Some Pythonic Kafka stuff

I've been actively interviewing over the last few months, and was recently talking with a cloud streaming provider about a Staff Engineer SRE role specializing in Apache Kafka. I've been doing a lot of work in that space for $employer and quite like it as a data streaming solution.

The interviews went well, and they sent me a do-at-home challenge with a one week timeout.

The gist of it was I had to create a Flask app which allowed the user to enter a URL to monitor for status on a given frequency, use Python to write a Kafka Producer to publish this data to a topic, and write a Kafka Consumer to read from the topic and insert into a PostgreSQL database.

Fun!

I did a brief investigation into using threads within a Flask app for the monitoring code, but quickly decided that a better architecture would be to do the monitoring via a separate daemon. Separation of concerns to allow for easier maintenance. Suddenly I'm all about ongoing maintenance rather then how quickly I can deliver a new feature... Hmmm.
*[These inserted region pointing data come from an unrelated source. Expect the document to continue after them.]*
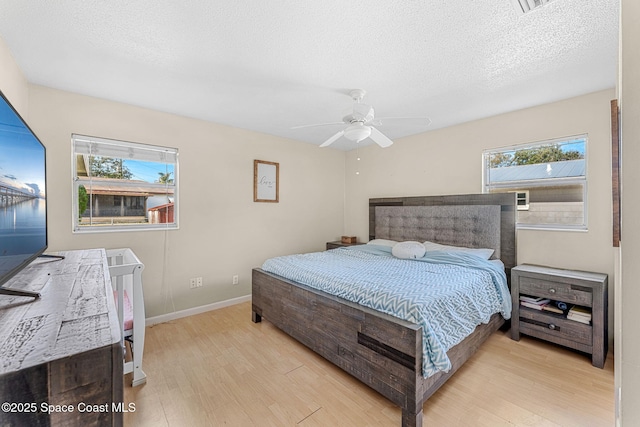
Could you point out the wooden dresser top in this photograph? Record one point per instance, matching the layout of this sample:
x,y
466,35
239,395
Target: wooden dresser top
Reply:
x,y
75,313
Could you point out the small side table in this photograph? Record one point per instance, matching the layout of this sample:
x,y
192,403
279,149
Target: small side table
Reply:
x,y
339,244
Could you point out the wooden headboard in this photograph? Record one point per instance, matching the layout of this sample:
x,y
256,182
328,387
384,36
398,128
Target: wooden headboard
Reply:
x,y
471,220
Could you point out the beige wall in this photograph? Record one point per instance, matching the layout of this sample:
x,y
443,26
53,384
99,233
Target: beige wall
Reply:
x,y
448,161
12,82
222,231
628,359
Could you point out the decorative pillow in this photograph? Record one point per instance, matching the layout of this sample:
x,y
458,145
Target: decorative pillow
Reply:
x,y
408,250
484,253
382,242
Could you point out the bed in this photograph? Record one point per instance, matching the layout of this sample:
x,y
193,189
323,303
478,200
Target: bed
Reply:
x,y
384,351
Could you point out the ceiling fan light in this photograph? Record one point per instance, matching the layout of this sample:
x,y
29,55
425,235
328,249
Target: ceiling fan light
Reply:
x,y
357,132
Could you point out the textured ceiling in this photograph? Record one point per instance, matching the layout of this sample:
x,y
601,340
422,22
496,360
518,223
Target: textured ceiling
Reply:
x,y
268,66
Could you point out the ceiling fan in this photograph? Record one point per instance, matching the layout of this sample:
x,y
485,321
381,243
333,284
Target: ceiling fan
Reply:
x,y
360,123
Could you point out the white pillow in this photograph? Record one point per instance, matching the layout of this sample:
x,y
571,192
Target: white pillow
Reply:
x,y
408,250
382,242
484,253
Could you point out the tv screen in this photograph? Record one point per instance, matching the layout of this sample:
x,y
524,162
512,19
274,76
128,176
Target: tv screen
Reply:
x,y
23,196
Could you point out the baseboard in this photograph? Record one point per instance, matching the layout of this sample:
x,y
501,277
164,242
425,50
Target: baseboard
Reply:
x,y
196,310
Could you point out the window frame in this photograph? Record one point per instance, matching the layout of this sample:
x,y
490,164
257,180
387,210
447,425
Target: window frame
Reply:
x,y
526,185
83,145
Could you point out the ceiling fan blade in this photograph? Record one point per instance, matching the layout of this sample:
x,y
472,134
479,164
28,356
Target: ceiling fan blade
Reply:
x,y
379,138
317,125
332,139
405,121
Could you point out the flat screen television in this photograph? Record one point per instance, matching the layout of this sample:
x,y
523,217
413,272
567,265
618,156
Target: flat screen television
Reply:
x,y
23,197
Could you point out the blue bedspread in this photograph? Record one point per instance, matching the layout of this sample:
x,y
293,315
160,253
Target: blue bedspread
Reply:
x,y
448,294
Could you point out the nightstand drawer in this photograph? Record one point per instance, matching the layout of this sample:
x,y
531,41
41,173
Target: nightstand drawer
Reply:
x,y
571,294
554,328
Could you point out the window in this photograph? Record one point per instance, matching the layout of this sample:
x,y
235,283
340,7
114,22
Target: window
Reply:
x,y
122,185
549,179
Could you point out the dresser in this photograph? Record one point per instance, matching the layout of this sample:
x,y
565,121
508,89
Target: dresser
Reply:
x,y
60,355
585,290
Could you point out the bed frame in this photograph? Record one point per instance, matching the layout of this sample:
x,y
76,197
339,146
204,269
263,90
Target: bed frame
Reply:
x,y
382,351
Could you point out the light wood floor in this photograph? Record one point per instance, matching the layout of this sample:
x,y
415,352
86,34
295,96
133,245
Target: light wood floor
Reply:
x,y
220,369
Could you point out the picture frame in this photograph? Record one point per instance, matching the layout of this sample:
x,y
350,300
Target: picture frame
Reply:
x,y
266,181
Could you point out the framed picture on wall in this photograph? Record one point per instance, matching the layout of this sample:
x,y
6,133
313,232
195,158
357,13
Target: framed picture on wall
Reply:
x,y
265,181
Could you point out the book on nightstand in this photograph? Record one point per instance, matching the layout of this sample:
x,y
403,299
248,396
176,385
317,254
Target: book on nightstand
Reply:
x,y
579,314
537,303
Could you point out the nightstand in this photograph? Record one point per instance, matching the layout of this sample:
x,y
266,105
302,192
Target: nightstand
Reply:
x,y
339,244
580,288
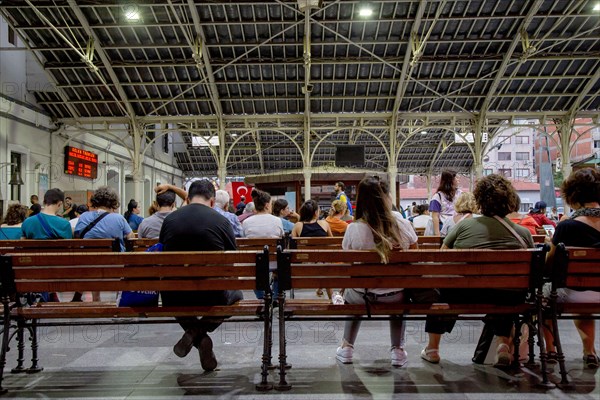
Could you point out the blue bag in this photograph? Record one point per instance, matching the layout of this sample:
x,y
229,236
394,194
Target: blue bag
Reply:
x,y
140,298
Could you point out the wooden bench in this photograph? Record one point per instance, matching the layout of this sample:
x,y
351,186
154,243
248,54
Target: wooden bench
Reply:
x,y
169,271
412,269
59,245
139,245
315,243
575,268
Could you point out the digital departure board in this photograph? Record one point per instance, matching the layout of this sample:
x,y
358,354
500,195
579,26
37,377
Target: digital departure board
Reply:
x,y
80,162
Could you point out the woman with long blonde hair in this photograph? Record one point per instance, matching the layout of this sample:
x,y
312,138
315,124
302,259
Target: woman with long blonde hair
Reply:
x,y
376,228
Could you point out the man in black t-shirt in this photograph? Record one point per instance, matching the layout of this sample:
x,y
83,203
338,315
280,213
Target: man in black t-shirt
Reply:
x,y
197,227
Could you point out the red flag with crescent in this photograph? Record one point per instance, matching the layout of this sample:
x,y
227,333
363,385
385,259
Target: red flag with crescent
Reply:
x,y
240,189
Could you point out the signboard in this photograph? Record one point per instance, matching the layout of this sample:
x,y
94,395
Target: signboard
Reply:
x,y
80,162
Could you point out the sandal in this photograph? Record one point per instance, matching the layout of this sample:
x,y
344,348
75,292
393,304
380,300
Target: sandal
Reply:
x,y
503,356
590,361
431,355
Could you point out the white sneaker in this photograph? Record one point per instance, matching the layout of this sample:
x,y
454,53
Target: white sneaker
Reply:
x,y
344,354
399,356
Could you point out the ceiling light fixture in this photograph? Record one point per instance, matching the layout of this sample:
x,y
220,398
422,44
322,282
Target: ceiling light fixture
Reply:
x,y
365,10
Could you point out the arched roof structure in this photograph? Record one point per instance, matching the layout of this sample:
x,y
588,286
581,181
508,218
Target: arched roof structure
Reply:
x,y
281,83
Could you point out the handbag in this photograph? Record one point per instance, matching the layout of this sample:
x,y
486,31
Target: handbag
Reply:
x,y
140,298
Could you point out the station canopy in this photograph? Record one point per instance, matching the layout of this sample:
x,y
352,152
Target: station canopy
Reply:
x,y
281,84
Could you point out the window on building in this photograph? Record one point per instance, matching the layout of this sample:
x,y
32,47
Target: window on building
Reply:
x,y
12,36
522,172
507,173
15,169
504,156
524,207
522,140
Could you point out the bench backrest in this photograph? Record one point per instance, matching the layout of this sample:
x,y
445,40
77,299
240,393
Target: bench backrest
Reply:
x,y
315,243
59,245
430,242
510,269
576,267
64,272
139,244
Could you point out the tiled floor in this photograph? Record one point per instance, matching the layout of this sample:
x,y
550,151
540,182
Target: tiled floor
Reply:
x,y
137,362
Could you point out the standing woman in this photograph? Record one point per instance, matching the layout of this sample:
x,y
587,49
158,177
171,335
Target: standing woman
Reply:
x,y
336,212
131,215
310,225
441,205
282,210
11,228
376,228
582,192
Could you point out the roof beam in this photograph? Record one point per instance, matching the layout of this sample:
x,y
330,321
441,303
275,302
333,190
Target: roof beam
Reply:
x,y
124,101
491,94
407,65
38,58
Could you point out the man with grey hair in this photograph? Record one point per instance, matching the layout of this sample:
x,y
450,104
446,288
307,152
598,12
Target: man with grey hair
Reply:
x,y
221,205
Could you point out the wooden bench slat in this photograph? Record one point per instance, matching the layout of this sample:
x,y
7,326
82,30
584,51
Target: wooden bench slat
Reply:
x,y
89,272
409,269
119,285
166,258
242,308
511,282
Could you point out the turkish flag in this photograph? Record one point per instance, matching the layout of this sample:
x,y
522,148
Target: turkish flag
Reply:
x,y
238,190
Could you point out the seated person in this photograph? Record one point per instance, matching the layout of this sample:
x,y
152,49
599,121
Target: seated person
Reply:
x,y
11,228
582,192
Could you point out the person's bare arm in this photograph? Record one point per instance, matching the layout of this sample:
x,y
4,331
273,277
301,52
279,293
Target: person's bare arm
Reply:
x,y
435,217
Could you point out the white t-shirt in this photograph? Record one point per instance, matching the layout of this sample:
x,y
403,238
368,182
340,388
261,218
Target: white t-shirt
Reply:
x,y
263,225
358,236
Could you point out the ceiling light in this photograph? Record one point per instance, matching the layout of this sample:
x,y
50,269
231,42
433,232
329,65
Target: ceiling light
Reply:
x,y
365,11
132,14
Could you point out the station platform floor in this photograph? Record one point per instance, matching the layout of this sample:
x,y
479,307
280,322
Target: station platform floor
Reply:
x,y
137,362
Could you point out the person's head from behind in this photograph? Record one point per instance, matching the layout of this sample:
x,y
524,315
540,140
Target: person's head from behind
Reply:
x,y
54,197
15,214
105,197
466,204
166,199
581,188
374,207
495,195
221,199
540,207
249,208
280,208
261,200
202,191
35,209
81,209
448,184
309,211
132,206
338,207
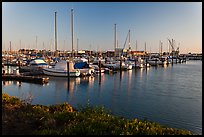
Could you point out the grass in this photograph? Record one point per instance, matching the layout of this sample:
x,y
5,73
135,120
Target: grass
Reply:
x,y
21,118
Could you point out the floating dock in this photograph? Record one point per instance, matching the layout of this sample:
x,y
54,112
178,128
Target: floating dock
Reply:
x,y
32,79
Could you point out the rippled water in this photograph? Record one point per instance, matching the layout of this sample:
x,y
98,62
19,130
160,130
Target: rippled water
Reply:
x,y
170,95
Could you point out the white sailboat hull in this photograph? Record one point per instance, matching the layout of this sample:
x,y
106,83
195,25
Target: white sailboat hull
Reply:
x,y
60,73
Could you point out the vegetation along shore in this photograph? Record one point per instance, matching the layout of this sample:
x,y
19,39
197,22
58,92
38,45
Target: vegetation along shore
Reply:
x,y
21,117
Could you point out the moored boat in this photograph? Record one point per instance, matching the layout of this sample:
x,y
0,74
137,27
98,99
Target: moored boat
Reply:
x,y
60,69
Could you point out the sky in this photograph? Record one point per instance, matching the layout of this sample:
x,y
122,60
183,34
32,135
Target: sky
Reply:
x,y
31,25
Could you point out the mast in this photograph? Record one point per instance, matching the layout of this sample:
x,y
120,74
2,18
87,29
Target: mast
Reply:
x,y
55,33
136,46
129,40
77,45
72,31
115,41
36,42
145,47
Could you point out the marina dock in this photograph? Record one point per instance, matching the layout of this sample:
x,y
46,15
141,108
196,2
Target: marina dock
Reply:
x,y
33,79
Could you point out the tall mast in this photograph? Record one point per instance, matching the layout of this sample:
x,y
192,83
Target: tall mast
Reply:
x,y
77,45
136,46
115,41
36,42
129,40
72,31
145,47
56,33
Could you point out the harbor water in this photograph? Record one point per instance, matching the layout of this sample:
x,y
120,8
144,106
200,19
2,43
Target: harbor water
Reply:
x,y
169,95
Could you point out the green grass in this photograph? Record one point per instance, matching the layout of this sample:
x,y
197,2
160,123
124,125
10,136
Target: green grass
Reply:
x,y
20,117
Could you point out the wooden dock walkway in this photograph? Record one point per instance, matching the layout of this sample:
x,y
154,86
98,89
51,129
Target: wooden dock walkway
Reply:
x,y
32,79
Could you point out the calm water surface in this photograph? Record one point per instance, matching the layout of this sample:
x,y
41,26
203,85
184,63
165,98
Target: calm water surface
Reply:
x,y
171,95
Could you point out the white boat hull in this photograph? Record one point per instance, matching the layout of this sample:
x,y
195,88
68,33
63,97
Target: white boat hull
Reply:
x,y
60,73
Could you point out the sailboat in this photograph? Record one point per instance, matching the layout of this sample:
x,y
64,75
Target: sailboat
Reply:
x,y
60,69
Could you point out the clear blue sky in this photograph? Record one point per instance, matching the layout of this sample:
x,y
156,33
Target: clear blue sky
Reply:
x,y
148,22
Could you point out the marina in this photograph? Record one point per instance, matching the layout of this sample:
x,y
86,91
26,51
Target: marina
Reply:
x,y
136,60
170,95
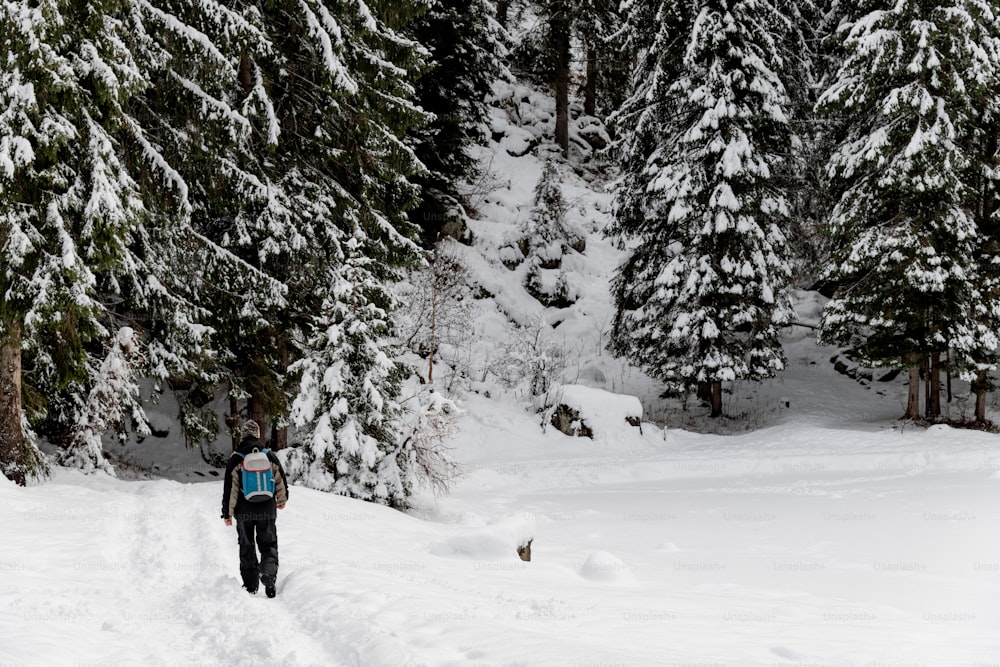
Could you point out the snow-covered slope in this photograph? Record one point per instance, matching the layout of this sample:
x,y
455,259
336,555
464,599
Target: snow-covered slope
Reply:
x,y
822,533
796,544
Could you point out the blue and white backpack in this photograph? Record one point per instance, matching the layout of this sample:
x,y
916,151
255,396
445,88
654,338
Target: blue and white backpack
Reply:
x,y
257,479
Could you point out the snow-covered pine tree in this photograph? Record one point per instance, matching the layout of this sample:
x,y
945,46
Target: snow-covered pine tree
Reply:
x,y
977,362
546,238
702,296
359,167
906,243
112,404
466,50
210,114
73,215
347,402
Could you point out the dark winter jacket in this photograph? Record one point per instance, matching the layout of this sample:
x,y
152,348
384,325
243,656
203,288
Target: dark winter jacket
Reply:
x,y
233,502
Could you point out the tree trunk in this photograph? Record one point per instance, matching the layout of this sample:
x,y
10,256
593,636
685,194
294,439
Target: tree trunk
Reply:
x,y
980,387
255,411
934,386
433,343
245,75
12,463
913,391
560,27
590,90
503,7
233,421
716,399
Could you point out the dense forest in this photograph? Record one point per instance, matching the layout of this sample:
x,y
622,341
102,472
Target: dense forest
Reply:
x,y
220,196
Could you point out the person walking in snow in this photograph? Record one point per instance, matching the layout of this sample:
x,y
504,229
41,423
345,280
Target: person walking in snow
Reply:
x,y
257,514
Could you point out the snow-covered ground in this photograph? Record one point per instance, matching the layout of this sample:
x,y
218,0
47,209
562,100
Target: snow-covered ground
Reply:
x,y
816,541
807,528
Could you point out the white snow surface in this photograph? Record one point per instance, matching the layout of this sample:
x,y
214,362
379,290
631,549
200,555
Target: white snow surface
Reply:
x,y
812,529
801,543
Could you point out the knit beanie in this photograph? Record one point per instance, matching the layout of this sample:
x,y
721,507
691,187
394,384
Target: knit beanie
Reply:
x,y
251,428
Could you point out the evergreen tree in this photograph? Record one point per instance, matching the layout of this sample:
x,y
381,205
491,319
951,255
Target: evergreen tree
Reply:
x,y
905,240
347,400
703,293
547,238
466,51
74,220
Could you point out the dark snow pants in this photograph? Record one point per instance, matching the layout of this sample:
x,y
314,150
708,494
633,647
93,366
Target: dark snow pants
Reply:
x,y
258,523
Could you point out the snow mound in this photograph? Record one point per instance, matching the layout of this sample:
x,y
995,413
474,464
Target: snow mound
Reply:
x,y
601,412
606,568
497,541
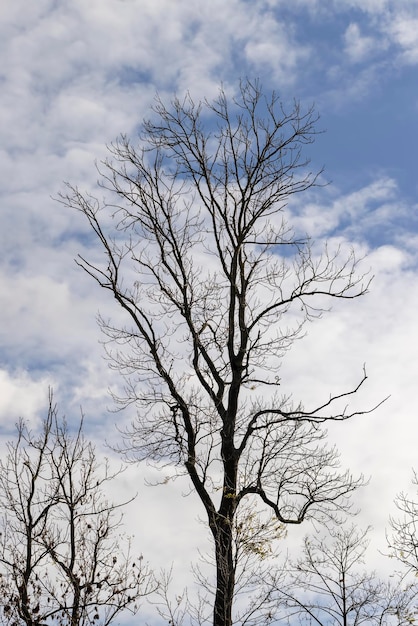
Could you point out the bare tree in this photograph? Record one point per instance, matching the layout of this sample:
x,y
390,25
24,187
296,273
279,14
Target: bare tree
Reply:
x,y
216,288
330,584
63,559
403,542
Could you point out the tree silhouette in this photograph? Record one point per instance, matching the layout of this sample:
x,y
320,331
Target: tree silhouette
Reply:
x,y
216,287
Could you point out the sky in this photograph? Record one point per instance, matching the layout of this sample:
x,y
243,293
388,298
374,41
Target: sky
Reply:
x,y
76,74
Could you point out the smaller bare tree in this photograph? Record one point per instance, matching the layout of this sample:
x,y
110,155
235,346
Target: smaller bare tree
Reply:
x,y
330,585
403,542
63,559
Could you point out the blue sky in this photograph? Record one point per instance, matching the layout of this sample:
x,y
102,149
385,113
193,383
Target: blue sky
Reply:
x,y
75,74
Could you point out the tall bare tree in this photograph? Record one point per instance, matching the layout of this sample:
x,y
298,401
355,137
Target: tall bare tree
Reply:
x,y
63,559
216,287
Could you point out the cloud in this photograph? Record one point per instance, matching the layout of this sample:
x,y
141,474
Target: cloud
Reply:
x,y
357,46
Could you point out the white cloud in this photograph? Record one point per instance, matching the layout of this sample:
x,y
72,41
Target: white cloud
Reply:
x,y
21,396
357,46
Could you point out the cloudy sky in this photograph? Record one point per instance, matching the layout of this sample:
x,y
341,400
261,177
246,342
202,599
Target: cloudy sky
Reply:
x,y
77,73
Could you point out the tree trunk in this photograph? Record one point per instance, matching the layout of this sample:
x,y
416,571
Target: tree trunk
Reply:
x,y
225,572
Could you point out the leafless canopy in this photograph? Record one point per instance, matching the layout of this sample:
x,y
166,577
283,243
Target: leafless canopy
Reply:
x,y
216,286
63,559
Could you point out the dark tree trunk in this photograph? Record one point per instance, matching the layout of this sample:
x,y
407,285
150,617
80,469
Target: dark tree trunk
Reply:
x,y
225,572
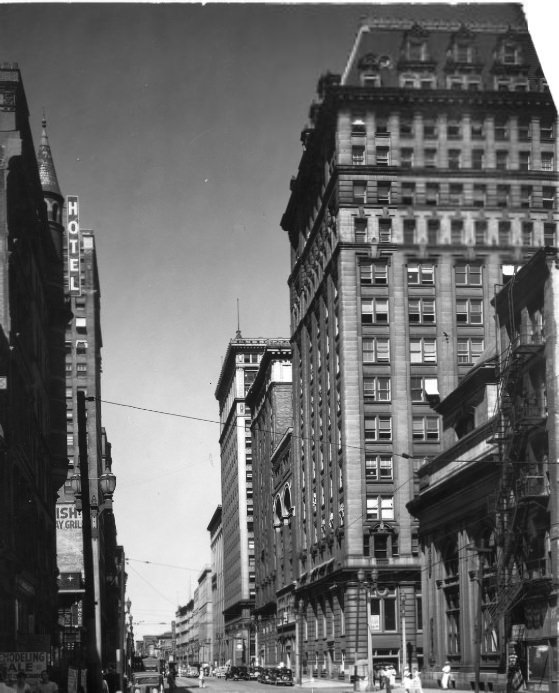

The next step was to sketch out the table schema I wanted in the database:



CREATE SEQUENCE public.urltargets_seq
            INCREMENT BY 1
            MINVALUE 1
            MAXVALUE 9223372036854775807
            START 1
            CACHE 1
            NO CYCLE;

    CREATE SEQUENCE public.monitor_results_seq
            INCREMENT BY 1
            MINVALUE 1
            MAXVALUE 9223372036854775807
            START 1
            CACHE 1
            NO CYCLE;

    CREATE TABLE IF NOT EXISTS urltargets (
            urltargets_pk           int4 NOT NULL DEFAULT nextval('urltargets_seq'::regclass),
            urltarget                       varchar(1024) NOT NULL,
            monitor_frequency       int NOT NULL CHECK (monitor_frequency in (1, 2, 5, 10, 20, 30)),
            CONSTRAINT urltargets_pkey PRIMARY KEY (urltargets_pk)
    );

    CREATE TABLE IF NOT EXISTS monitor_results (
            monitor_results_pk      int4 NOT NULL DEFAULT nextval('monitor_results_seq'::regclass),
            http_status                     int NOT NULL,
            start_time                      timestamp with time zone NOT NULL,
            duration            int4 NOT NULL,
            urltarget_fk            int4 NOT NULL,
            CONSTRAINT monitor_results_fk_fkey FOREIGN KEY (urltarget_fk) REFERENCES urltargets(urltargets_pk)
    );


Having decided that I would offer monitoring frequencies of 1, 2, 5, 10, 20 and 30 minutes, I created views for the Flask app to use as well, rather than direct queries. They all look like this, with other values substituted in as you would expect.

CREATE OR REPLACE VIEW view_1m as
            SELECT mr.monitor_results_pk
                    ,  ut.urltarget
                    ,  mr.http_status
                    ,  mr.start_time
                    ,  mr.duration
            FROM monitor_results mr
            JOIN urltargets ut on ut.urltargets_pk = mr.urltarget_fk
            WHERE ut.monitor_frequency = 1
    ;



Since I really like seeing schemata visualised, I created a nice(ish) ERD as well:

/images/2021/DB-ERD.png

Well that was straight forward, how about the application and daemon?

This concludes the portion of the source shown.